Powers of Two Positional Weights
In a binary number, each bit has a positional weight equal to a power of two. The rightmost bit (position 0) carries the weight \(2^0 = 1\), and each position to the left doubles the weight. To convert by hand, multiply each bit by its weight and add the results:
$$\text{Decimal} = \sum_{i=0}^{n-1} d_i \cdot 2^{\,i}$$
where \(i\) counts positions from the right (least-significant bit), starting at 0.

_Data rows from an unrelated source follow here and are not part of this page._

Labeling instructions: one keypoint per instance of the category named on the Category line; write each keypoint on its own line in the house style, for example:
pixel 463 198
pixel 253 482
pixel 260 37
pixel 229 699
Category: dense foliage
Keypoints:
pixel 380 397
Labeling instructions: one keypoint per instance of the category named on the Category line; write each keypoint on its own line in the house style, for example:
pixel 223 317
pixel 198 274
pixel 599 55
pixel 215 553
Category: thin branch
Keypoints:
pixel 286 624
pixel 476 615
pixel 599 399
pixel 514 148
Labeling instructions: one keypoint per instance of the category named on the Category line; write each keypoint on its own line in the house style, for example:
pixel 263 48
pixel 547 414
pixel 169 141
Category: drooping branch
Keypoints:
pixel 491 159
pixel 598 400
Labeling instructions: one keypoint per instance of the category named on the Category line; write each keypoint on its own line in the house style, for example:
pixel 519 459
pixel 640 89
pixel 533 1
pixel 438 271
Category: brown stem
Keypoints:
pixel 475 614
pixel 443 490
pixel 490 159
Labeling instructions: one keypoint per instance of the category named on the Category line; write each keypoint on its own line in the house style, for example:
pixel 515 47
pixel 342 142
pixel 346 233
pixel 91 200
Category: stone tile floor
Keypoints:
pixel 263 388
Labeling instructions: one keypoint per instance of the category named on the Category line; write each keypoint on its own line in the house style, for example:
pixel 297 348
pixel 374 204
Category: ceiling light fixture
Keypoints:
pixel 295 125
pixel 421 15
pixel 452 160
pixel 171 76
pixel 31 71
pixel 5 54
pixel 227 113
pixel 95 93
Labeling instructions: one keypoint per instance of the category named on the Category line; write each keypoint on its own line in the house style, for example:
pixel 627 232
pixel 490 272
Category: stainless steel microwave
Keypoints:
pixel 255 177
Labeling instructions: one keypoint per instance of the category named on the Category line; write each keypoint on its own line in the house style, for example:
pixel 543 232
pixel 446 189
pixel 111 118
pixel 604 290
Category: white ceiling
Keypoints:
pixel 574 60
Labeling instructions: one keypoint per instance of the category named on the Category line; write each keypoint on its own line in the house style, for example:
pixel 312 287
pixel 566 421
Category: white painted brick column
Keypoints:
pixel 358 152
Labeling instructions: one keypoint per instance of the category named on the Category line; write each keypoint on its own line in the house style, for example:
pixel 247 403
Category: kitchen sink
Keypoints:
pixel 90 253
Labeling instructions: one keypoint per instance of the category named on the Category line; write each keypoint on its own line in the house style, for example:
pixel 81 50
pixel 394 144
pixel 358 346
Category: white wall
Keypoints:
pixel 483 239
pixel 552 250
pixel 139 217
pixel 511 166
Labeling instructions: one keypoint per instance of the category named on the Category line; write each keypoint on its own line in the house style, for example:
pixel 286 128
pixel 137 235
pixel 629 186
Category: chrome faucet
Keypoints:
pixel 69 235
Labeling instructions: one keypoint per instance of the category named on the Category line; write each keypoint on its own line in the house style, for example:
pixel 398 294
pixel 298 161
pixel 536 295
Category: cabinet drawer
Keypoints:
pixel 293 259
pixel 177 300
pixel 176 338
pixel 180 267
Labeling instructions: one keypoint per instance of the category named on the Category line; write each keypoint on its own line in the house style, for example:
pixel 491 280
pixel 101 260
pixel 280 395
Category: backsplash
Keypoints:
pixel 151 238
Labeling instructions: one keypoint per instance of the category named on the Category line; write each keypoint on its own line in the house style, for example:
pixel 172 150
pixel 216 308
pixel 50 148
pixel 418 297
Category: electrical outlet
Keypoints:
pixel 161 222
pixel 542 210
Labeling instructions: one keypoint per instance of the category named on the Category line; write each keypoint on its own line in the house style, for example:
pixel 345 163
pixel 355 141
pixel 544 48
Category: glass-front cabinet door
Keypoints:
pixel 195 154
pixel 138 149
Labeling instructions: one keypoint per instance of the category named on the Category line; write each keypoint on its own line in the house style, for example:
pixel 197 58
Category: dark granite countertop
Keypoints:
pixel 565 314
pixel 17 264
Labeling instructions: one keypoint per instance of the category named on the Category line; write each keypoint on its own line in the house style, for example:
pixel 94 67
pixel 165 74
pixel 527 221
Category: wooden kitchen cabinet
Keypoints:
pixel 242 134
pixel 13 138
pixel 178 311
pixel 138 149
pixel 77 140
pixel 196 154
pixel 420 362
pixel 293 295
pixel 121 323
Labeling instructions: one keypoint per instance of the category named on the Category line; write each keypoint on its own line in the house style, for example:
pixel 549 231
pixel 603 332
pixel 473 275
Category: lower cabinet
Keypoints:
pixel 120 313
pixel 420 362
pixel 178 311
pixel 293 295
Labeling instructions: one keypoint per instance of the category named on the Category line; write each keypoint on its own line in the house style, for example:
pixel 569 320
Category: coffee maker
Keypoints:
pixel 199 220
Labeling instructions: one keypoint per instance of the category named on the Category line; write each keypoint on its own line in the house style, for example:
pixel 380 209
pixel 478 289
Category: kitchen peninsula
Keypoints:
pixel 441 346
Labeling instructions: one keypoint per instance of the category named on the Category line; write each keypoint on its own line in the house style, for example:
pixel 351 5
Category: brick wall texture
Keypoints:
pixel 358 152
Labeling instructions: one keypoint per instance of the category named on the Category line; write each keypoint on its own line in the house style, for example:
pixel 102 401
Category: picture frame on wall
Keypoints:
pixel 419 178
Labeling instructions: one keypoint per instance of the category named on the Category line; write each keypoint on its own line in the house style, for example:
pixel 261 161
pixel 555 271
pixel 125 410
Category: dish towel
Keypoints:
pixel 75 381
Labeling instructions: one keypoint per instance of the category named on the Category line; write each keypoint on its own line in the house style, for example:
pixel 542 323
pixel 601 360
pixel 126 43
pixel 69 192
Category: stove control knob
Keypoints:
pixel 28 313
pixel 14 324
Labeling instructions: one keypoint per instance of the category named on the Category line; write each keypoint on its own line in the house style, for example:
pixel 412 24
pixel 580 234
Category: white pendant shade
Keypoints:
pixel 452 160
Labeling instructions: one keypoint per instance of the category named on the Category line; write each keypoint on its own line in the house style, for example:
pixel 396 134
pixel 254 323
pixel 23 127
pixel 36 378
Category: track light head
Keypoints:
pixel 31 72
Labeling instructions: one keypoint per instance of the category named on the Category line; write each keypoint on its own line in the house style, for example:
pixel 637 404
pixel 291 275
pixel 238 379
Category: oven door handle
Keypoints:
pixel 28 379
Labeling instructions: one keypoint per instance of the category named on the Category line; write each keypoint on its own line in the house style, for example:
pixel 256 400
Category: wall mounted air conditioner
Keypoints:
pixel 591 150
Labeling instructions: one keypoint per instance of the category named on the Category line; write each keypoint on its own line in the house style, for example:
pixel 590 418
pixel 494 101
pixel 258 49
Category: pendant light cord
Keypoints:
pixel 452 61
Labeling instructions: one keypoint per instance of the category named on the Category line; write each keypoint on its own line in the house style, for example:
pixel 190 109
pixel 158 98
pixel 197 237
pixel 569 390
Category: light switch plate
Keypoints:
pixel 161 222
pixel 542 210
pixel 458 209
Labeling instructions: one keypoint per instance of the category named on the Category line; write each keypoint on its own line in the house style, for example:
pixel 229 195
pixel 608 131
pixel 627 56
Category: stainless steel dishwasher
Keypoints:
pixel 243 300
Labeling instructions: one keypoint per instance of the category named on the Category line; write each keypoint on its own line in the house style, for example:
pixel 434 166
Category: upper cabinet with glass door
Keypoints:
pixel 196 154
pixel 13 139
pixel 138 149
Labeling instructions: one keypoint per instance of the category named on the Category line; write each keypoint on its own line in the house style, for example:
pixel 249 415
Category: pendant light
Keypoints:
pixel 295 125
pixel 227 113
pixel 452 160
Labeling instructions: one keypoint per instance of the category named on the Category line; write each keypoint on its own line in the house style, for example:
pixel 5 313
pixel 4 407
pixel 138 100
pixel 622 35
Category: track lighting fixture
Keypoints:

| Bit position \(i\) | Power \(2^i\) | Decimal weight |
|---|---|---|
| 0 | \(2^0\) | 1 |
| 1 | \(2^1\) | 2 |
| 2 | \(2^2\) | 4 |
| 3 | \(2^3\) | 8 |
| 4 | \(2^4\) | 16 |
| 5 | \(2^5\) | 32 |
| 6 | \(2^6\) | 64 |
| 7 | \(2^7\) | 128 |
| 8 | \(2^8\) | 256 |
| 9 | \(2^9\) | 512 |
| 10 | \(2^{10}\) | 1,024 |
| 11 | \(2^{11}\) | 2,048 |
| 12 | \(2^{12}\) | 4,096 |
| 13 | \(2^{13}\) | 8,192 |
| 14 | \(2^{14}\) | 16,384 |
| 15 | \(2^{15}\) | 32,768 |
| 16 | \(2^{16}\) | 65,536 |
For an 8-bit byte the maximum value is \(2^8 - 1 = 255\) (all eight bits set to 1), and for 16 bits it is \(2^{16} - 1 = 65{,}535\).
More Worked Examples
Each example lines up every bit with its positional weight from the table above, keeps only the weights where the bit is 1, and adds them to get the decimal value.
Example 1: 11111111 (8 bits all set)
Every bit is 1, so we add all eight weights from position 7 down to position 0:
$$128 + 64 + 32 + 16 + 8 + 4 + 2 + 1$$
The total is 255, which is the largest value an 8-bit byte can hold.
Example 2: 10000000
Only the leftmost bit (position 7) is 1; all other positions contribute 0:
$$1\cdot128 + 0\cdot64 + 0\cdot32 + 0\cdot16 + 0\cdot8 + 0\cdot4 + 0\cdot2 + 0\cdot1$$
This simplifies to just the single weight \(2^7\), giving 128.
Example 3: 110010101 (9 bits)
Writing the bits with their position weights, the 1-bits sit at positions 8, 7, 4, 2 and 0:
| Bit | 1 | 1 | 0 | 0 | 1 | 0 | 1 | 0 | 1 |
|---|---|---|---|---|---|---|---|---|---|
| Position | 8 | 7 | 6 | 5 | 4 | 3 | 2 | 1 | 0 |
| Weight | 256 | 128 | 64 | 32 | 16 | 8 | 4 | 2 | 1 |
Adding only the weights where the bit is 1:
$$256 + 128 + 16 + 4 + 1$$
The decimal result is 405. You can confirm the reverse direction with a decimal-to-binary converter by entering 405 and checking that it returns 110010101.
FAQ
What is the largest 8-bit binary number? It is 11111111, which equals 255 in decimal (\(2^8 - 1\)).
Can I enter leading zeros? Yes. Leading zeros do not change the value — 0010 is the same as 10, both equal to decimal 2.
Does this handle fractional binary? No, this tool converts whole binary integers only. Fractional parts after a point are not supported.